The suspect was 92, a widower, and living in Ipswich. “When we realised how old he was, we didn’t have the time to waste,” says Smith. “It was a full team effort.” In the weeks between the DNA match and Headley’s arrest, the team read every single one of the numerous original statements and records.
For a while, it was like living in two eras. “Just looking at all the photographs, seeing an the victim’s home in 1967,” says Smith. “The witness statements. The way they describe people. Nowadays, it would usually be different. There are so many generational differences.”
Getting to Know the Victim
Smith felt she came to understand the victim, too. “Louisa was such a big character,” she says. “Lots of people were saying that they saw her on the doorstep every day. She was widowed twice, separated from her family, but she remained social. She had a group of women who used to meet and gossip – and those were the women who realised something was very wrong.”
Most of the team’s days were spent analyzing documents. (“Humongous amounts of paperwork. It wouldn’t make compelling television.”) The team also spoke with the doctor, now 89, who had attended the scene. “He remembered every particular from that day,” says Smith. “He said: ‘In my career all my life and seen a lot of dead bodies but that’s the only one that had been murdered. That stays with you.’”
A Pattern of Crimes
Headley’s prior offenses seemed to leave little question of his guilt. After the 1967 murder, he had moved, and in 1977 he had admitted to raping two older women, again in their own homes. His victims’ disturbing statements from that earlier trial gave some idea into the victim’s last moments.

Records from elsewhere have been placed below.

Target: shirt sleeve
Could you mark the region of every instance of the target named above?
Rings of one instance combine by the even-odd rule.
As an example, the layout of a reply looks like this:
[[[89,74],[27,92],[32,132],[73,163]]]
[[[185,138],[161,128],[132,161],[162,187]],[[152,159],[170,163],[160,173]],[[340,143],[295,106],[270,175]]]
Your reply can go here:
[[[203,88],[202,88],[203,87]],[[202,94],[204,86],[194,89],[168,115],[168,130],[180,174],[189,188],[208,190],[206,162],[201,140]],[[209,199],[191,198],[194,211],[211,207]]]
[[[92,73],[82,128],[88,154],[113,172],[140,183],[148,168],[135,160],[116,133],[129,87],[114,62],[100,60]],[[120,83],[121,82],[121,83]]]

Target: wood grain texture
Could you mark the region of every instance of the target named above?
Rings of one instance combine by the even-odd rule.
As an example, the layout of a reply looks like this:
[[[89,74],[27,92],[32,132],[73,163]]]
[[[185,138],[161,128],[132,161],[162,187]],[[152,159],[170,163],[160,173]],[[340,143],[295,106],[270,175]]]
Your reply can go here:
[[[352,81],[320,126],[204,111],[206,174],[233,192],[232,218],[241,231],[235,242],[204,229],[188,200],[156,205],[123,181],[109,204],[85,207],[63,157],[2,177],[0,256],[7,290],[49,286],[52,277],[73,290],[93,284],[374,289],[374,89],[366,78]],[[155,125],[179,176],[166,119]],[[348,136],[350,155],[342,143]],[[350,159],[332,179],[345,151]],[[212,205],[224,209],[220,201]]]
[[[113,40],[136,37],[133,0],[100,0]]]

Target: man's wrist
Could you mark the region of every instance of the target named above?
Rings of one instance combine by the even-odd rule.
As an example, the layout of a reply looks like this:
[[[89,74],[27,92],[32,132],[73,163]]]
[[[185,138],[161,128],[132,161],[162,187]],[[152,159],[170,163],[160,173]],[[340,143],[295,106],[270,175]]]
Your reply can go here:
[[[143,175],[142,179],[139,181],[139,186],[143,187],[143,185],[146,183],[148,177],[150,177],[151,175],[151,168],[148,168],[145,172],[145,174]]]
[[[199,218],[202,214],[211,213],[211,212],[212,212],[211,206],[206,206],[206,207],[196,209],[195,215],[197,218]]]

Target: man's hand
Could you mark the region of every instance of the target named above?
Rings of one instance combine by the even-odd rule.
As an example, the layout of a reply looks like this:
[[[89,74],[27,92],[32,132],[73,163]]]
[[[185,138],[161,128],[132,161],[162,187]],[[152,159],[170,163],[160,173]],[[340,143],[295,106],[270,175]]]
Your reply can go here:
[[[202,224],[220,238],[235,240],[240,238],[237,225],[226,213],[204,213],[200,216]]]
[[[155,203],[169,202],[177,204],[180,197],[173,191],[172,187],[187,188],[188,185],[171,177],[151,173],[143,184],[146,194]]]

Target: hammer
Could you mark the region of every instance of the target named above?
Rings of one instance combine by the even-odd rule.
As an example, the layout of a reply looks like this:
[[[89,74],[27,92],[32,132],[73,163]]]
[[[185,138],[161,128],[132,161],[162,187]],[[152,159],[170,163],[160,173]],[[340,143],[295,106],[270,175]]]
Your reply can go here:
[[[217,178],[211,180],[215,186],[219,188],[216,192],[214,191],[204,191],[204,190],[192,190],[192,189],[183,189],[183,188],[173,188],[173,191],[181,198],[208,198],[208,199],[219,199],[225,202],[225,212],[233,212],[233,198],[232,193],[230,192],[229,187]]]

“He menaced to strangle one and he threatened to suffocate the other with a cushion,” says Smith. Both women resisted. Though Headley was initially sentenced to life, he challenged the verdict, supported by a mental health professional who stated that Headley was acting out of character. “It went from a life sentence to less time,” says Smith.
Closing the Case
Smith was present at Headley’s arrest. “I knew what he looked like, I knew he was going to be 92, and I also knew how compelling the proof was,” she says. The team were concerned that the arrest would trigger a medical incident. “We were uncovering the darkest secret he’d kept hidden for 60 years,” says Smith.
Yet everything was able to go ahead. The court case took place, and the victim’s living relative had been identified and approached by specialist officers. “Mary had assumed it was never going to be resolved,” says Smith. For the family, there had also been a stigma about the nature of the crime.
“Rape is massively underreported now,” says Smith, “but in the 60s and 70s, how many elderly ladies would ever tell anyone this had happened?”
Headley was told at sentencing that, for all intents and purposes, he would never be released. He would die in prison.
A Profound Effect
For Smith, it has been a unique case. “It just feels distinct, I don’t know why,” she says. “In a live case, the process is very responsive. With this case you’re driving the inquiry, the pressure is only from yourself. It began with me trying to get someone to take some notice of that box – and I was able to see it through right until the conclusion.”
She is certain that it won’t be the last resolution. There are about 130 cold cases in the archives. “We’ve got so much more to do,” she says. “We have several murders that we’re re-examining – we’re constantly sending things to forensics and following other leads. We’ll be forever unlocking the past.”